More research required...

comment:3 Changed 4 years ago by chris

  • Add Hours to Ticket changed from 0.0 to 0.2
  • Status changed from new to accepted
  • Total Hours changed from 0.7 to 0.9

The problem was that it should be:

vm.max_map_count = 256000

Have tried this, also this ticket could be related:

https://www.varnish-cache.org/trac/ticket/1119

I think we should probably leave this for now and see if it happens again.

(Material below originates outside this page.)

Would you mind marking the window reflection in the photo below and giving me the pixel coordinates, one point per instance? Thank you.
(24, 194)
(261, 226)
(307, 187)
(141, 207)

comment:4 Changed 4 years ago by chris

  • Add Hours to Ticket changed from 0.0 to 0.4
  • Total Hours changed from 0.9 to 1.3

I had a good chat with people in the #varnish irc channel and everybody though the load spike before varnish stopped was the key and that more RAM would help, some comments:

14:08 < s> it must have been thrashing like crazy at the time
14:08 < s> chrisc: a full 24 seconds from dead child to restart? Buy a bigger server
14:08 < s> it must have been thrashing like crazy at the time
14:10  * chrisc there was a load spike https://kiwi.transitionnetwork.org/munin/webarch.net/quince.webarch.net/load.html
14:11 < s> people have been reporting weird stuff with transparent hugepages
14:11 < s> I assume your syslog has "Child not responding to CLI, killing it" too?
14:11 < s> https://www.varnish-cache.org/trac/ticket/1054
14:13 < chrisc> no it doesn't, varnish died at about 3am and i restarted it manually at around 8:15 am
14:13 < s> chrisc: no lines before 2:55:30?
14:13 < chrisc> no
14:14 < chrisc> Oct  9 01:52:02 quince varnishd[8635]: CLI telnet 127.0.0.1 39594 127.0.0.1 81 Wr 200
14:14 < chrisc> that's the one before
14:14 < s> "steal" CPU...something on the physical host starved your varnish vm
14:14 < s> maybe the syslog about child not responding got lost due to the same load
14:15 < chrisc> i think a lot of rsync backup jobs would have been running at that time and disk io will have been an issue
14:15 < chrisc> between the line i just pasted and the ones on the ticket it's just drupal messages
14:17 < s> maybe somebody else can chime in, but to me this looks like the varnishd master process killing the child
14:18 < s> because the child doesn't ping
14:18 < chrisc> the server was getting hammered https://kiwi.transitionnetwork.org/munin/webarch.net/quince.webarch.net/cpu.html
14:18 < chrisc> by the looks of the munin cpu stats
14:19 < s> and then varnishd tries to restart the child, but isn't able to communicate with it during startup because of the load on the 
               machine
14:19  * chrisc nods
14:20 < chrisc> s: thanks, i guess i need to track down the cause of the load spike :-)
14:20 < s> so buy bigger hardware, or don't virtualize varnish with something that steals the resources
14:28 < D> considering my 3 year old laptop has more than 3GB of RAM
14:29 < D> (it has 8GB)
14:29 < D> and a decent beast of a server these days has 256GB of RAM (still only 2U and well under 20K total)
14:29 < D> I'd say get bigger hardware :)
14:31 < D> I'm not a big fan of solving all problems with more hardware
14:31 < U> we just upped a bunch of servers with 64G more RAM each, because it is the cheapest option
14:31 < D> but this is just a no-brainer
14:31 < U> even server-ram is cheap cheap cheap now
14:31 < D> yup
14:31 < D> I was surprised at how little the 256G costs us
14:33 < D> mysql & apache with ssl, running php and drupal?
14:33 < D> large site, plenty of pictures?
14:33 < chrisc> yeah with varnish on port 80 doing reverse proxy
14:33 < chrisc> yeah, large site
14:33 < D> all that on a single 3GB VM?
14:33 < D> they're daft
14:33 < chrisc> authenticated users on 443 only
14:34 < D> I mean, you can run it with that little memory
14:34 < D> but it's not going to be fast
14:34 < D> ever
14:37 < D> but honestly, if were hardware instead of VM, I'd just tell them to slam 4x4GB sticks in the server
14:37 < D> should cost less than a half a day of your time
14:37 < D> :P

comment:5 follow-up: ↓ 6 Changed 4 years ago by jim

So it looks like my cache clear setup the resource stress situation even if it didn't directly cause varnish to fall over.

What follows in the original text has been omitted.